17 Mar 2025
The USD/CAD currency pair is currently fluctuating within a limited range, positioned near the lower boundary of a short-term trading corridor. The appreciation of oil prices supports the Canadian dollar, while simultaneously restraining spot prices in a context of a weakening US dollar. Increasing expectations that the Federal Reserve will implement multiple rate cuts in 2025 are exerting downward pressure on the dollar.
As the new week begins, the USD/CAD pair starts on a muted note, trading within a narrow range just above the mid-1.4300s, which represents the lower end of a trading range established over the past week during the Asian session. The prevailing market conditions indicate that the most likely direction for spot prices is downward.
In light of the positive developments from last week's US-Canada trade discussions, a significant rise in crude oil prices is bolstering the commodity-sensitive Canadian dollar. Notably, crude oil has reached a two-week high due to concerns over escalating tensions in the Red Sea, particularly following the US commitment to continue military actions against Yemen's Houthis until their assaults cease. This situation, combined with the prevailing bearish sentiment surrounding the US dollar, reinforces the short-term negative outlook for the USD/CAD pair.
The USD Index (DXY), which measures the performance of the US dollar against a selection of currencies, remains close to a multi-month low due to concerns that tariffs imposed by US President Donald Trump, along with retaliatory actions from other nations, could negatively impact the US economy. Additionally, weaker-than-expected inflation data and indications of a slowing labor market in the US may compel the Federal Reserve (Fed) to implement multiple interest rate cuts this year. This situation places USD bulls in a precarious position and is likely to hinder any potential recovery of the USD/CAD pair.
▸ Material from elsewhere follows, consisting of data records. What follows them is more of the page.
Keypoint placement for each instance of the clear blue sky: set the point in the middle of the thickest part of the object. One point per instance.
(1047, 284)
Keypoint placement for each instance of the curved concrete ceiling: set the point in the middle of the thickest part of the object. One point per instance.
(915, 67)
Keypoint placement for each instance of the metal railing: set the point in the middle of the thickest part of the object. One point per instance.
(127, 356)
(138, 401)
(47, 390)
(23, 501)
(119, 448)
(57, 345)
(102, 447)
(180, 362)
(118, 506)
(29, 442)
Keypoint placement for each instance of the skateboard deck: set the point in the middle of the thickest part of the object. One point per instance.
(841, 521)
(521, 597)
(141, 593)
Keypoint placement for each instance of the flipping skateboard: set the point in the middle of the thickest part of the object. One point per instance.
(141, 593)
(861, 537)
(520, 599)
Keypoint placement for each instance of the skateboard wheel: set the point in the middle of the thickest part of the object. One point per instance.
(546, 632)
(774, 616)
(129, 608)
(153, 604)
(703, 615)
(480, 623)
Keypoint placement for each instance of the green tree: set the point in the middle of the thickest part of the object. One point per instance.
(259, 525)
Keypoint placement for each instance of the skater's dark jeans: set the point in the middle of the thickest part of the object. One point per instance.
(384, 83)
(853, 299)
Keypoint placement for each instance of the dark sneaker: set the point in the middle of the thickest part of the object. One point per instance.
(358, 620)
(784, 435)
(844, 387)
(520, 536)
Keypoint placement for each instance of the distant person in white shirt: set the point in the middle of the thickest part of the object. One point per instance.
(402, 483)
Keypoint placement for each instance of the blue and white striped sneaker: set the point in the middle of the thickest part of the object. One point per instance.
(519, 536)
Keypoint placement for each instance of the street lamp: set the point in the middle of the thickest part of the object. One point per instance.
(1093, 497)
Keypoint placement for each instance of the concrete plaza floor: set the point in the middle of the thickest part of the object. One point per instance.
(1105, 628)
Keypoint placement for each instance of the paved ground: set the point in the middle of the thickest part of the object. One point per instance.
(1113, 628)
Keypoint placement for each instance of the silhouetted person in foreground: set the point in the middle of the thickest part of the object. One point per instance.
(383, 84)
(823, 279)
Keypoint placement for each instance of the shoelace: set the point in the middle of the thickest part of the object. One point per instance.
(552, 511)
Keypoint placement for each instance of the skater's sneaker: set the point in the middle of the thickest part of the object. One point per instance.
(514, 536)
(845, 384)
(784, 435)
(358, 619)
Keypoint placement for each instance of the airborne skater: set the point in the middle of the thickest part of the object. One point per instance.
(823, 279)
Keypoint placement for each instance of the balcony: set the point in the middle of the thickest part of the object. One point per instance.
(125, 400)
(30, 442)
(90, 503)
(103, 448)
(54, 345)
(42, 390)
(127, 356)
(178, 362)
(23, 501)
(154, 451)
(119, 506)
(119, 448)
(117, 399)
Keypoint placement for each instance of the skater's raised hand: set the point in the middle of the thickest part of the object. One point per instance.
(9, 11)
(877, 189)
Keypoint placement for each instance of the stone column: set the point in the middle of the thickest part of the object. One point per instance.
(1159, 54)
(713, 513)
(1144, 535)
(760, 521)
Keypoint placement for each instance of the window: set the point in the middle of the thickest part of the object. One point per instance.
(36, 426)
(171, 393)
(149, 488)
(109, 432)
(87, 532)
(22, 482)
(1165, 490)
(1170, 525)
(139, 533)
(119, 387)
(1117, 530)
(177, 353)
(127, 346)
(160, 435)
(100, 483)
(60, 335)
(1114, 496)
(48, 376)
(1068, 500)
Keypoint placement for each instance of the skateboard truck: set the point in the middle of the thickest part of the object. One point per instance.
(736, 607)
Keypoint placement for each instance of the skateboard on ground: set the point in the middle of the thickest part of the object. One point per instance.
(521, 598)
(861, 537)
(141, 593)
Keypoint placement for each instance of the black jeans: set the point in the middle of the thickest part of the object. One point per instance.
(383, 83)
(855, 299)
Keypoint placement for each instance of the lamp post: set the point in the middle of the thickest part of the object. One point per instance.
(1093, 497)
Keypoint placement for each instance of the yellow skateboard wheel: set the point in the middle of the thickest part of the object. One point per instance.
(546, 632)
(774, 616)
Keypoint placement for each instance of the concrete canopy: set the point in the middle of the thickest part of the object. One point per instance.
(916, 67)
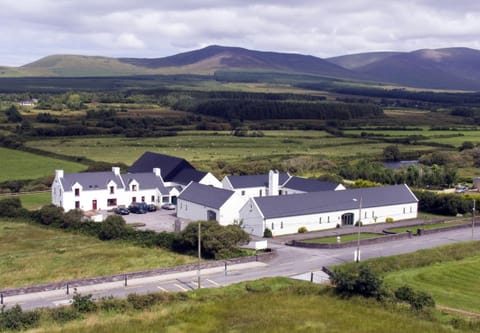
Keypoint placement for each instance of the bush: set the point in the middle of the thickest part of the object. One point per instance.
(16, 319)
(418, 300)
(302, 230)
(113, 227)
(50, 214)
(83, 303)
(267, 233)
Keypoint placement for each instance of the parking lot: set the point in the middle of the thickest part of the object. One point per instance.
(161, 220)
Traders are now anticipating the upcoming US economic reports, which will include the monthly Retail Sales figures and the Empire State Manufacturing Index, for potential market movement later in the North American trading session. Nevertheless, the primary focus will be on the results of the much-anticipated two-day FOMC policy meeting scheduled for Wednesday, which is expected to significantly influence the USD and provide new directional guidance for the USD/CAD pair. In the interim, bearish traders may hold off on making new bets until the price falls below the 1.4350 support level.